ESTI (European Science Teaching Initiative)
Coordinated by EIROforum (a collaboration between seven European inter-governmental scientific research organisations, each world leaders within their respective fields of science)*, ESTI combines three elements: “Science on Stage” (SOS), “Science in school”, a new Journal of European Science Teaching and the Volvox network for biosciences.
“Science on stage” is a cycle of science teaching festivals with dozens of national events across Europe culminating in an international festival every two years. Alongside seminars conducted by top scientists and numerous workshops, the festival includes a major teaching prize and a fair in which teachers demonstrate and exchange their ideas. SOS will be held twice during the NUCLEUS project.
“Science in school” is a practical, stimulating platform for exchanges between teachers, scientists, and all others with a stake in creating new resources for the classroom and improving science teaching. “Science in school” will be distributed freely to teachers throughout Europe.
The Volvox network will provide teachers with briefings, laboratory protocols, classroom activities addressing the social impact of bioscience, accounts of the careers of young scientists and numerous other educational resources to help motivate them. This readily-available pool of resources should encourage more young people to develop positive attitudes towards studying science and to consider a career in it.
CISCI (Cinema and Science )
CISCI combines the two most popular media among youngsters, namely movies and the Internet.
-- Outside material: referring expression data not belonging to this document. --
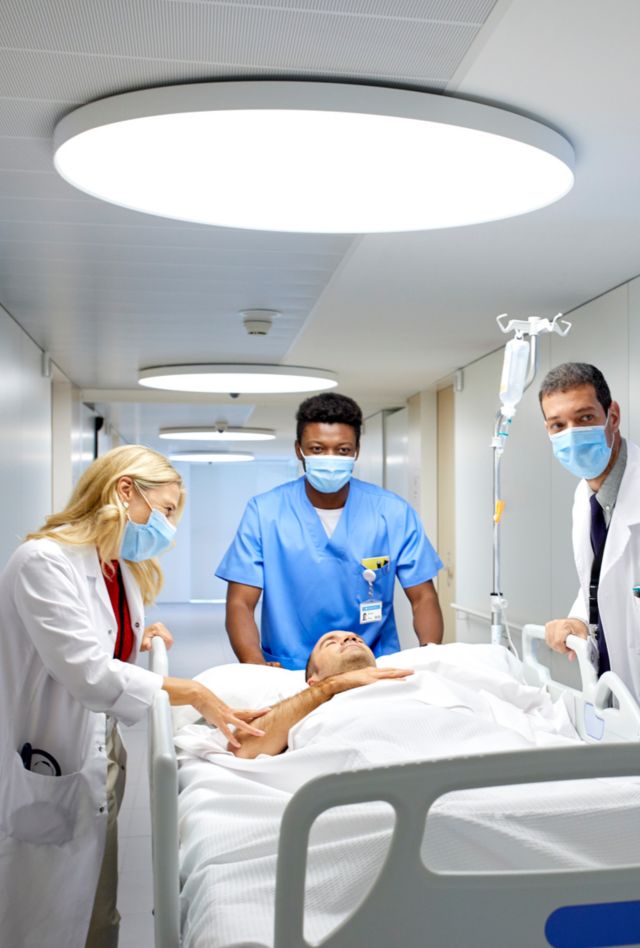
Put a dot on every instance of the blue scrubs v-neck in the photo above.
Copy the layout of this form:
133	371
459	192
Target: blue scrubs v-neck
313	583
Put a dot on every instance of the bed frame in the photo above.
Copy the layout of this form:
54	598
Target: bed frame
409	904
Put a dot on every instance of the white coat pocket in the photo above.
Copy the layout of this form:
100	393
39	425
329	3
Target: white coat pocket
39	809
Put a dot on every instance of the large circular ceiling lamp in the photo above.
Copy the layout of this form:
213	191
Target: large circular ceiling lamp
316	157
217	433
211	457
236	379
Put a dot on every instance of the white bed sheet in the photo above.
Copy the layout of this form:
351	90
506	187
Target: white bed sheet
230	809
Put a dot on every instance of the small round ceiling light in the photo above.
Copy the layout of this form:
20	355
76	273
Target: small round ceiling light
315	157
237	379
217	433
211	457
258	322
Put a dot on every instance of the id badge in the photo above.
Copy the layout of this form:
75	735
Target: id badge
370	611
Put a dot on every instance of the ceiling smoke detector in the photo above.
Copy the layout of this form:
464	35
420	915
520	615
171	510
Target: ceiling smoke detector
258	322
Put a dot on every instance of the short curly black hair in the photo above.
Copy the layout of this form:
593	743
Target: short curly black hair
330	409
572	375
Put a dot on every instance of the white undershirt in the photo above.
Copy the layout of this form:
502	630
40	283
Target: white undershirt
329	518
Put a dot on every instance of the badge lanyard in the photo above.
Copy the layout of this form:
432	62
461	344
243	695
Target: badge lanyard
371	608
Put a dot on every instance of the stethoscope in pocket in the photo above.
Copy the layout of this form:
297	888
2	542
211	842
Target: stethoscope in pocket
40	762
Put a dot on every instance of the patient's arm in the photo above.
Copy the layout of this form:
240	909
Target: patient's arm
278	722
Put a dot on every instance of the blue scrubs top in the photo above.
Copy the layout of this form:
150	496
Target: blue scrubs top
312	583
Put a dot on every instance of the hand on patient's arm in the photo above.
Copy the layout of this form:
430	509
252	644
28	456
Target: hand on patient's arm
279	720
556	633
427	615
241	625
159	629
184	691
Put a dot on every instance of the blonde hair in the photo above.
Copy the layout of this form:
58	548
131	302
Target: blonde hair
95	515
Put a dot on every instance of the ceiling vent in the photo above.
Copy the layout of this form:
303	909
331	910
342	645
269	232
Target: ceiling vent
258	322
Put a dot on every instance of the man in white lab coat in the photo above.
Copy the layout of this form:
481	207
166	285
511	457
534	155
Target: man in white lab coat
583	423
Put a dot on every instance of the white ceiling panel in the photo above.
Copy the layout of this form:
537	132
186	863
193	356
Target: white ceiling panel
108	290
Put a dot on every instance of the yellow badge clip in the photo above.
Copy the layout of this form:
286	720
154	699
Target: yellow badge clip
375	562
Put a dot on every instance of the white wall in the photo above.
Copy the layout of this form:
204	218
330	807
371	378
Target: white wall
25	436
370	463
538	573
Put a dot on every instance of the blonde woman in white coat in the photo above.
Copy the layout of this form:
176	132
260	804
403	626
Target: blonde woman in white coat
72	601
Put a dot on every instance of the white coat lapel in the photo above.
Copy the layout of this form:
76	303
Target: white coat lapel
97	589
626	513
136	606
582	551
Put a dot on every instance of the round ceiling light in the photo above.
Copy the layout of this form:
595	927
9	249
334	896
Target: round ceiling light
211	457
312	157
236	379
217	434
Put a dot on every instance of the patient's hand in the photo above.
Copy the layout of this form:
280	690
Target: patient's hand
363	676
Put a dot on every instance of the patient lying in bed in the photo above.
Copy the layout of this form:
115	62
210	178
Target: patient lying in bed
449	700
339	662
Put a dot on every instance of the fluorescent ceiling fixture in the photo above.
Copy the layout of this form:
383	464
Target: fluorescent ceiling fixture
211	457
312	157
252	379
217	434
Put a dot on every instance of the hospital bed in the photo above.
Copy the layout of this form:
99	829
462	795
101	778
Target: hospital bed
410	904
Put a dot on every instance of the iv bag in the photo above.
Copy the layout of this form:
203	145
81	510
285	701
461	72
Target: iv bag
514	374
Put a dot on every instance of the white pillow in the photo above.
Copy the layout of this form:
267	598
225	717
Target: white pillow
244	686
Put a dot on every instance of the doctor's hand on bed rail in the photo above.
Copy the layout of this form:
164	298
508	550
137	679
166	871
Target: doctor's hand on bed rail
557	631
159	629
339	662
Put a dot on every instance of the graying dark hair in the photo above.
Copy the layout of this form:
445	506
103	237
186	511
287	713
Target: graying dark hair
573	374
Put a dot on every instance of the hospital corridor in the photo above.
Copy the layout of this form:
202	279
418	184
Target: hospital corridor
320	474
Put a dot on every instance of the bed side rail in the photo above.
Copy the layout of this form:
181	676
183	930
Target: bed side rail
604	710
410	905
163	781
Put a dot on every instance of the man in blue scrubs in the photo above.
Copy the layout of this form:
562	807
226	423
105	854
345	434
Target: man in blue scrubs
325	550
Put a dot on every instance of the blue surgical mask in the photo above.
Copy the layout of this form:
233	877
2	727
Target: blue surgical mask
328	473
142	541
582	451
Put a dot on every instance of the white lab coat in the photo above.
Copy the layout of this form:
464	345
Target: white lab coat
57	680
620	571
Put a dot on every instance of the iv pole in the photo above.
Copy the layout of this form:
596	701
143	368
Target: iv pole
518	372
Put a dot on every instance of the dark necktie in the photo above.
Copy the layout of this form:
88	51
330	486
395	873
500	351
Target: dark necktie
598	540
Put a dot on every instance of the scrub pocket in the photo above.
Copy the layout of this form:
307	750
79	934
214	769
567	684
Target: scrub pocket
39	809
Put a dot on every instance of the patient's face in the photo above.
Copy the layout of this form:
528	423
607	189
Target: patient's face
338	652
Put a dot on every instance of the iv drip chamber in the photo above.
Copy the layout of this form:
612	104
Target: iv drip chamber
514	374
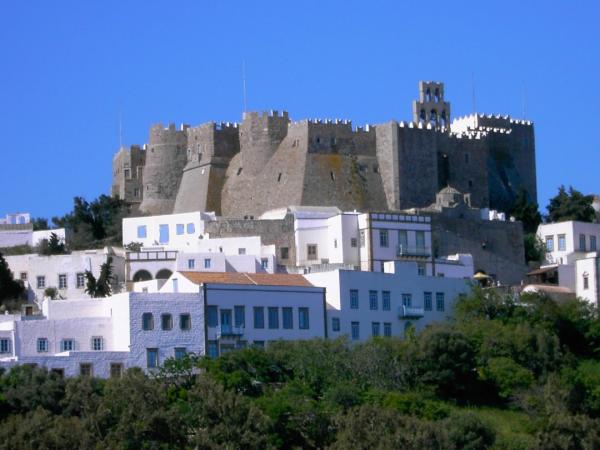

Its aim is to raise the attractiveness of science while dispelling widely-spread misconceptions that arise from pseudo-science. The idea of CISCI is to set up a free database with clips and scenes from films with scientific themes, analyzing their scientific content from the point of view of different scientific disciplines.
Xplora – More than a project output, more than a website
One of the most exciting outcomes of this cluster is the Xplora gateway, which is much more than a website. Is is a portal to science education aimed at pupils, teachers, scientists, science communicators and science educators.
Providing the latest science teaching tools and resources, it is a really attractive one-stop shop to find people, organisations and activities, contacts, resources and news, tools and much more about all areas of science education, ranging from climate change to new technologies.
It features an online library containing many kinds of information, and there is even a “megalab” for practical experiments.
Xplora is not only supported by excellent scientists, but also gets intense care by a group of specialist science teachers called the “Xplora Teachers Group”.